Owner Samuel Bronfman simply required that the new headquarters of his massive distillery
operation be "the crowning glory of everyone's work." His daughter, the
architect Phyllis Lambert, persuaded him to commission Mies van der Rohe.
Essentially a classical building, the Seagram Building is set back on a broad plaza. Its
cubic structure is articulated by extruded bronze I-beams imposed on a brooding dark glass
curtain wall. The tower sits squarely on a series of two story bronze columns and is
surrounded by a twenty-eight foot high arcade. This design led to a 1961 zoning regulation
to increase open spaces around tall buildings, ending full-site setback towers.

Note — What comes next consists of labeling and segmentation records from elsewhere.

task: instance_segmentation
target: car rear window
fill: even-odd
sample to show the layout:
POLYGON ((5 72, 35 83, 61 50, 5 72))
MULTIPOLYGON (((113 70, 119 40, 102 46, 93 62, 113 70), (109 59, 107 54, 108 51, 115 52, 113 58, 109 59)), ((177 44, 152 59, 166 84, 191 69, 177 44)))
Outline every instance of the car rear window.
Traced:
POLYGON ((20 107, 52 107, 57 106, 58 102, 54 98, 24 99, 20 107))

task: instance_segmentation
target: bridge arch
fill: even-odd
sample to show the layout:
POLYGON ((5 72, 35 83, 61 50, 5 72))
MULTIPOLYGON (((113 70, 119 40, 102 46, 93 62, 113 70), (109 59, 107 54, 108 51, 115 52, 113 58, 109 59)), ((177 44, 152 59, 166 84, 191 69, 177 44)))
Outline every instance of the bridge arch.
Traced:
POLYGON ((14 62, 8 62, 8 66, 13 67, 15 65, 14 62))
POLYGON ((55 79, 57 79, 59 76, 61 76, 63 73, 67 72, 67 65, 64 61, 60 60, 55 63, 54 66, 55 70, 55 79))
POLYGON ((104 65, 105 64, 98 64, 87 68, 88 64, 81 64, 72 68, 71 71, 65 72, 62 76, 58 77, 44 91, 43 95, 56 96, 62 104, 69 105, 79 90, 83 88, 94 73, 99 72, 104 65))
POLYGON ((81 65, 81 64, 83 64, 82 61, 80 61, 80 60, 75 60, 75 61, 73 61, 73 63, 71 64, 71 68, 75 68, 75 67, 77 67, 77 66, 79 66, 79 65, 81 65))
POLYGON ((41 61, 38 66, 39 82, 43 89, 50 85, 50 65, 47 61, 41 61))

The combination of the bronze I-beams and the dark glass curtain wall make the Seagram
Building seem like different structures when viewed from different angles. A black
glass tower from one angle, a polished bronze one from another. The color can change from
a brown so dark as to appear almost black to a soft golden brown, depending on the angle
of view and the lighting.
The large plaza (the building is set back a full one- hundred feet from Park Avenue), with
its two rectangular pools and marble parapet, is an entirely pleasing place to be given
its sparseness, a trick that few other modern plazas have accomplished.